Les juges ont affirmé dans leur arrêt que « Le fait de conditionner la reconnaissance de l’identité sexuelle des personnes transgenres à la réalisation d’une opération ou d’un traitement stérilisant qu’elles ne souhaitent pas subir» constituait une violation de leur droit au respect de la vie privée (l’article 8).

Cette décision, qui portait sur trois affaires, se situe dans le droit fil d’une décision rendue en 2015 pour un cas similaire en Turquie.

En revanche, la CEDH n’a pas condamné le recours aux expertises médicales parfois invasives, comme le souhaitaient les associations. L’association Acthe relève notamment les deux passages suivant dans l’arrêt:

« S’agissant de la condition de réalité du syndrome transsexuel posée par le droit français pour faire droit aux demandes de changement de sexe […] ne met pas directement en cause l’intégrité physique des individus. […] La Cour conclut qu’il n’y a pas eu à cet égard violation de l’article 8. »

« S’agissant enfin de l’obligation de subir un examen médical […] la Cour reconnaît aux États parties une large marge de manœuvre. La Cour retient que, même si l’expertise impliquait un examen de l’intimité génitale, l’ampleur de l’ingérence potentielle dans l’exercice de son droit au respect de sa vie privée mérite d’être significativement relativisée. […] Il n’y a donc pas eu violation de l’article 8 à cet égard. »

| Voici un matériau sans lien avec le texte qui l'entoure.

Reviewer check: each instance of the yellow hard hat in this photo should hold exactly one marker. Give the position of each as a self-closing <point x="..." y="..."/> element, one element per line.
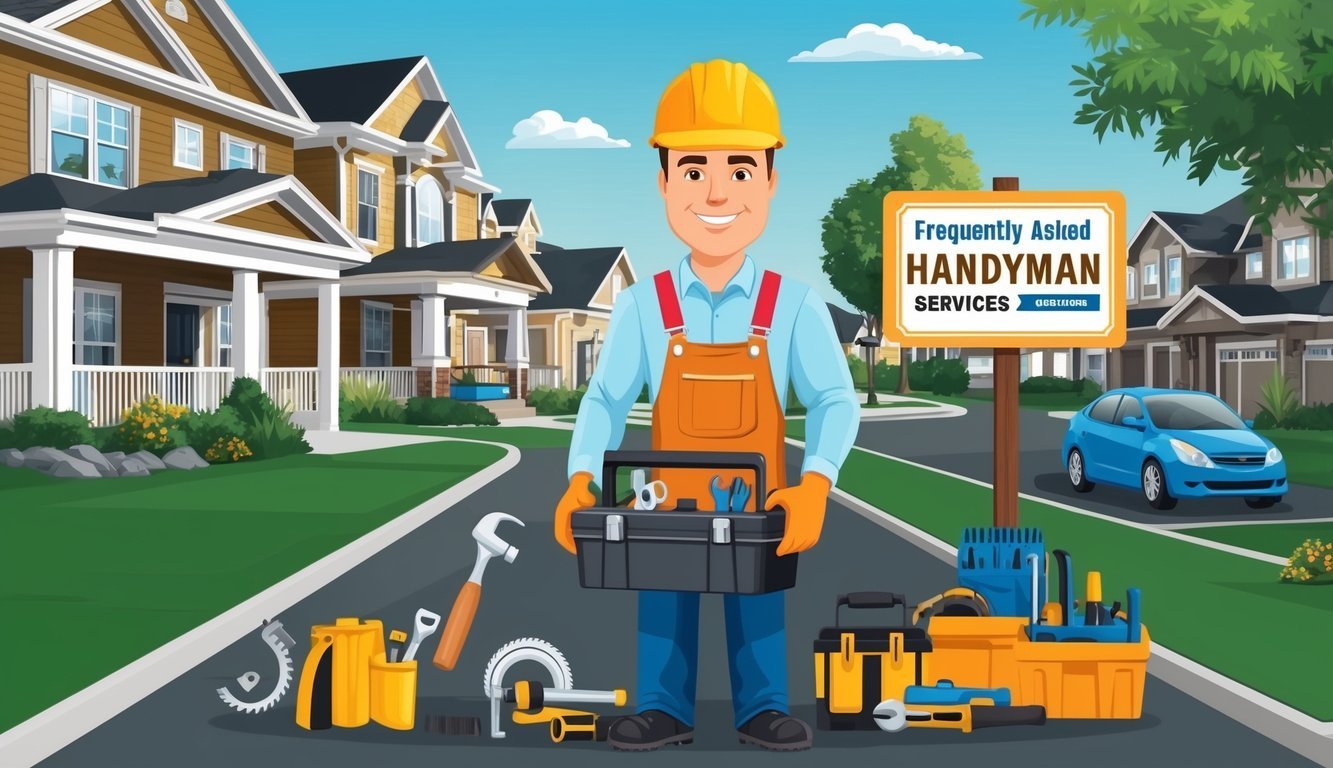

«Bien que nous nous réjouissions de l’interdiction de la condition de stérilité pour obtenir un changement d’état civil, nous restons étonné-e-s que la Cour estime que les Etats puissent ordonner des expertises judiciaires qui visent « l’intimité génitale » des personnes trans ce qui entre en contradiction avec la condamnation et laisse une « marge d’appréciation » importante sur l’interprétation de cet arrêt.», commente Acthe.

Depuis l’adoption de la loi pour la Justice du XXIème siècle en juillet dernier, les expertises médicales ne sont plus obligatoires pour obtenir un changement d’état civil, mais cela peut faire partie des pièces du dossier.